This story is part of Gamepur’s Best of 2022 round-up.
Not every video game is a hit, and sometimes a title you’re anticipating just doesn’t live up to expectations. Whether it’s because of technical issues, icky design decisions, or just a generally lackluster presentation, games can miss when they take big swings. Here are the five most disappointing examples from 2022. At least it was a good year otherwise.
Related: The worst games of 2022
Platinum Games has a great track record, thanks to action-packed games like Bayonetta and Nier: Automata. Unfortunately, its attempt at a live-service version of an action title fell flat. The free demo peaked at just 30 players, and its concurrent player count even sunk below 10. You can’t have a live game without a community. Babylon fell, indeed.
The Callisto Protocol
If you saw The Callisto Protocol in passing, you might think it was a new Dead Space game. That’s fair, since Dead Space creator Glenn Schofield was also at the helm here. Unfortunately, the final product ended up being very underwhelming. Some players complained about its myriad technical issues, while others simply didn’t like its heavily melee-focused combat.
How can a racing game starring cutesy Final Fantasy characters be disappointing? Well, as it turns out, Chocobo GP is downright predatory in its design. It’s a fully-priced game, yet it’s also filled to the brim with microtransactions. Even worse, its in-game currency can expire, meaning the real money you spent could just disappear. Not cool, Square Enix.
Chocobo GP isn’t the only game bogged down by microtransactions. Diablo Immortal, the mobile spinoff of the popular dungeon-looter series, was pelted with dreaded accusations of being a pay-to-win game. Loot boxes and the like are already controversial, but Immortal allegedly gated progress with daily reward caps too — unless you paid money, of course. Also not cool, Blizzard.

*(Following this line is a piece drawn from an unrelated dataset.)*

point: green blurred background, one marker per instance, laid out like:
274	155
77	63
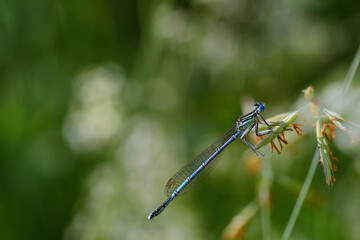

There are a lot of great Lego video games out there, but Brawls isn’t one of them. The premise is simple: build all the Lego minifigures you want, then throw them into a beat ’em up. Unfortunately, the combat just isn’t good, leaving fans feeling like they built their characters for nothing. Lego Brawls started life as an Apple Arcade game, so its mobile-centric design didn’t sit well either.